Кавалер барышню хочет украсть!

— Романец — первый сорт! Хорошая песня! — похвалил он свой репертуар.

— Подходящая, только вот что, кавалер, ты зачем хозяйку обижаешь?

— А что? Не обижал!

— Не ври, взводный! Брось свои романсы и приставания, а то…

— Что «а то»? — внезапно багровея, переспросил Игнатенко. — Ты что об себе думаешь? Раз командир, так во все дела лезть можешь? Ты эту дурость брось! Слышишь? Я не погляжу, что ты начальник, ежли что, недолго и за клинок… — И он постучал по рукояти своей шашки.

Я молчал.

Это еще больше взбесило его.

— Подумаешь, учитель нашелся! Ентельхенция собачья! Посадили тут вас на нашу голову… Три года на германской от офицерья спокою не было, так на вот, и в Конармии благородия дали! Чего глядишь? Чего наставился? У самого с немкой не выходит, так рабочий человек виноват? А я, может, с ней ищо сегодня спать буду! Какое тебе дело? Ну? Какое?

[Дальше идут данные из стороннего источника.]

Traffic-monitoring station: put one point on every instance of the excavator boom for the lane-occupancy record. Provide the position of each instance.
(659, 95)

— Не таращь глаза, не испугаешь, да и усы тоже придержи — рассыплются! А насчет шашек разговор у нас потом будет. Понял? По поводу же хозяйки — если так ставишь вопрос, то пусть эскадрон решает.

— Ка-ак эскадрон? Ему какое до того дело?

— А так! Общее это дело, эскадронное. Вся сотня немку под защиту взяла, всем эскадроном и решать будем.